Alla vigilia del voto, ricorderete, alcuni quotidiani esteri avevano gettato discredito sulla Meloni evocando lombra di Mussolini sulle urne. Tutte fantasie poi smentite poi dal largo consenso attribuito alla leader di Fratelli d’Italia. Chi sperava lo spauracchio del fascismo fosse abbandonato dopo le elezioni, tuttavia, è rimasto deluso. Nelle scorse ore, sul magazine statunitense Foreign Policy è comparso un articolo dal titolo emblematico: “Perché Giorgia Meloni non prende le distanze dal passato fascista italiano”. Non una domanda, ma un’affermazione: giusto per capire il tenore ideologico del pezzo. La discutibile tesi di fondo dell’autore – un freelance italiano – è che il Msi fosse un partito “neofascista” e che quindi il premier avrebbe dovuto condannarlo senza se e senza ma.

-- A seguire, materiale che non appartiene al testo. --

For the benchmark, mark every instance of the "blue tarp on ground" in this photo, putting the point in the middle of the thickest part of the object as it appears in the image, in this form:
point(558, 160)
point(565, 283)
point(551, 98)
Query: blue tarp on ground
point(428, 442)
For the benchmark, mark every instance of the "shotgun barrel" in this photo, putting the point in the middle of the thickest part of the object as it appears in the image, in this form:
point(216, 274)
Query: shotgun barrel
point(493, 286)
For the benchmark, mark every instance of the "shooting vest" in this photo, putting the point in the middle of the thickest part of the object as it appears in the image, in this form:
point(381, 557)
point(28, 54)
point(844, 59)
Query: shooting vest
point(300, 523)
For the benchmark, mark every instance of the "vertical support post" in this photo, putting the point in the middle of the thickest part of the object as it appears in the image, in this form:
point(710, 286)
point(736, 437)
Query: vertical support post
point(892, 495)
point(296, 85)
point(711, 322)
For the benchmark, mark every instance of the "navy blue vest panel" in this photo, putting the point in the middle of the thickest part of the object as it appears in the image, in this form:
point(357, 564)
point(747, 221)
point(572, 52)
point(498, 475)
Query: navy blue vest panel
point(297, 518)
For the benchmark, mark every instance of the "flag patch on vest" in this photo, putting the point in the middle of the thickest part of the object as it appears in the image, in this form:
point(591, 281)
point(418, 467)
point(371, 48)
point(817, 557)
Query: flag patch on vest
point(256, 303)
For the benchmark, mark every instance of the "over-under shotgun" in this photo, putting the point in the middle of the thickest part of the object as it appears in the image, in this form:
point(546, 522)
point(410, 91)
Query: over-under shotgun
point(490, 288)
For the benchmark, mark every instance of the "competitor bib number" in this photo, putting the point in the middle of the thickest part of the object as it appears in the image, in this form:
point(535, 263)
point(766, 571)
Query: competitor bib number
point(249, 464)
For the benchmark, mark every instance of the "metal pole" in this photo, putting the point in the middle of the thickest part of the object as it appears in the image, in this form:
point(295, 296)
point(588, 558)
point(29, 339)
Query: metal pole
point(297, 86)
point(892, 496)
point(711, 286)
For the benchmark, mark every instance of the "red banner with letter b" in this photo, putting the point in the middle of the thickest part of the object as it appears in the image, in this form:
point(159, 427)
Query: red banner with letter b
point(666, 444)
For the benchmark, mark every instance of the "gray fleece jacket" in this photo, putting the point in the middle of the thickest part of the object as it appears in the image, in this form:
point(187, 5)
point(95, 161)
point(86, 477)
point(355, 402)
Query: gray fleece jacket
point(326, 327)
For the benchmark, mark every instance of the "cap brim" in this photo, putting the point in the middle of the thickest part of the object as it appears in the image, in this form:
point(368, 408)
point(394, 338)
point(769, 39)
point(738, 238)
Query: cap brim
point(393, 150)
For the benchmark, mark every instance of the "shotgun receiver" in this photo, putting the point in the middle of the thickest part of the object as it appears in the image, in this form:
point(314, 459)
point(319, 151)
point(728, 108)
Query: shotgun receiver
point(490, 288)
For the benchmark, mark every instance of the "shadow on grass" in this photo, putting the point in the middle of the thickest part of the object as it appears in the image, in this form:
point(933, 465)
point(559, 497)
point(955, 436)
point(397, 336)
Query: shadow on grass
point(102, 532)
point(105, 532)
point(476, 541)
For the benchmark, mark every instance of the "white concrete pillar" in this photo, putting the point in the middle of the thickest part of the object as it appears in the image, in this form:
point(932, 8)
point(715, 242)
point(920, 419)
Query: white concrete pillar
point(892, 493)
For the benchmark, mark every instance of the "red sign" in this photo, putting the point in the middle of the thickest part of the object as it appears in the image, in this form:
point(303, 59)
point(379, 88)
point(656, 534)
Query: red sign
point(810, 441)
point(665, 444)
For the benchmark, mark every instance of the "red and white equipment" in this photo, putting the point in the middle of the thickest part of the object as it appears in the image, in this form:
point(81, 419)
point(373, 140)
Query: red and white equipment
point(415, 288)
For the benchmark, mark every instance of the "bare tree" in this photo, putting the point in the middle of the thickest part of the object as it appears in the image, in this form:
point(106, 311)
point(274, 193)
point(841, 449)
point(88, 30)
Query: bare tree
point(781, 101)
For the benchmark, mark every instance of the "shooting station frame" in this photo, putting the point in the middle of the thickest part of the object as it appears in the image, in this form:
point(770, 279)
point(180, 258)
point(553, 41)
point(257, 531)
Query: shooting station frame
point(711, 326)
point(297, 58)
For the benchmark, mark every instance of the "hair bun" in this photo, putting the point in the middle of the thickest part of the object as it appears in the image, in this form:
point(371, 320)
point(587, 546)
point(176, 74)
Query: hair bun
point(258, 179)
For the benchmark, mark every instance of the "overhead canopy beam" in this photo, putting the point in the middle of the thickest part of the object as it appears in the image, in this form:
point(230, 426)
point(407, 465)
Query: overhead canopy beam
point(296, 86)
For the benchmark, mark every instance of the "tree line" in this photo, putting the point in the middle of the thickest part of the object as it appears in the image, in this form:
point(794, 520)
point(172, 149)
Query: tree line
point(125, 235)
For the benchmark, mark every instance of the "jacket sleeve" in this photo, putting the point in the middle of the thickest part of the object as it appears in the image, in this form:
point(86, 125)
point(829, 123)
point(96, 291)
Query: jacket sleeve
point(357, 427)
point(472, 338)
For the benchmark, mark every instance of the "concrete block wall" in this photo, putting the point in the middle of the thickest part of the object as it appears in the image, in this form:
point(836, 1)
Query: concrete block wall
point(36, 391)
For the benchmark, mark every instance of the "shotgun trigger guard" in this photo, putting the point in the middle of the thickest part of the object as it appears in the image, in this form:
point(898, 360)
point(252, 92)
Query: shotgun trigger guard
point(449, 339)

“La Meloni, nominata nell’ottobre 2022, è il primo primo ministro italiano con un passato in un’organizzazione neofascista: da adolescente era un’attivista del Movimento Sociale Italiano, un movimento neofascista ora dissolto che era apertamente apologetico sul regime del dittatore Benito Mussolini”, si legge nel pezzo. E qui si incappa nella prima grande approssimazione, probabilmente destinata a non essere colta dai lettori stranieri. Il Msi è stato infatti un partito incluso nelle dimaniche democratiche del Paese, al punto da aver preso parte alle elezioni di presidenti della Repubblica. Meloni avrebbe forse dovuto rinnegare il dato storico pur di fugare i pregiudizi dei suoi avversari sul suo attuale governo?

Nel pezzo Foreign Policy viene tratteggiatauna presunta contraddizione tra la visita del premier al ghetto ebraico e la mancata condanna del Msi. “I due episodi incapsulano la strategia di comunicazione astuta ma alla fine fuorviante della Meloni: piuttosto che prendere le distanze dal suo passato neofascista, come alcune persone avrebbero potuto aspettarsi, sta cercando di distanziare il suo passato neofascista dal fascismo stesso”, si legge sul magazine americano. E anche qui ci permettiamo di evidenziare quello che riteniamo un errore di fondo. O meglio, un presupposto fallace nel ragionamento. La tesi servita al pubblico straniero, infatti, parte dall’assunto che Meloni debba per forza prendere le distanze dal passato, quando in realtà lei stessa rappresenta già le evoluzioni in positivo della destra italiana.

Eppure, gli anti-Giorgia non ne vogliono sapere. Pretendono, in sostanza, che la leader Fdi cancelli la Storia di chi l’ha preceduta, a cominciare da Giorgio Almirante. E così l’articolo di Foreign Policy arriva a tratteggiare i presunti motivi dell’atteggiamento contestato alla Meloni. Primo: secondo l’autore, “il passato di Meloni da pupilla di Fini non è spendibile”, in quanto l’ex presidente della Camera sarebbe “considerato un traditore perché ha cercato di superare il neofascismo”. Secondo: Meloni vuole presentarsi come coerente con il passato. Terzo: “il revanscismo e l’idea che un gruppo che si percepisce come ingiustamente emarginato possa finalmente far sentire la sua voce”.

I ragionamenti, per quanto faziosi, sono da emicrania. Le critiche a chi governa sono legittime, ci mancherebbe, ma in questi casi sembra di assistere a processi alle intenzioni sempre uguali a se stessi. A non aver fatto pace con la Storia, forse, sono più che altro alcuni pertinaci detrattori.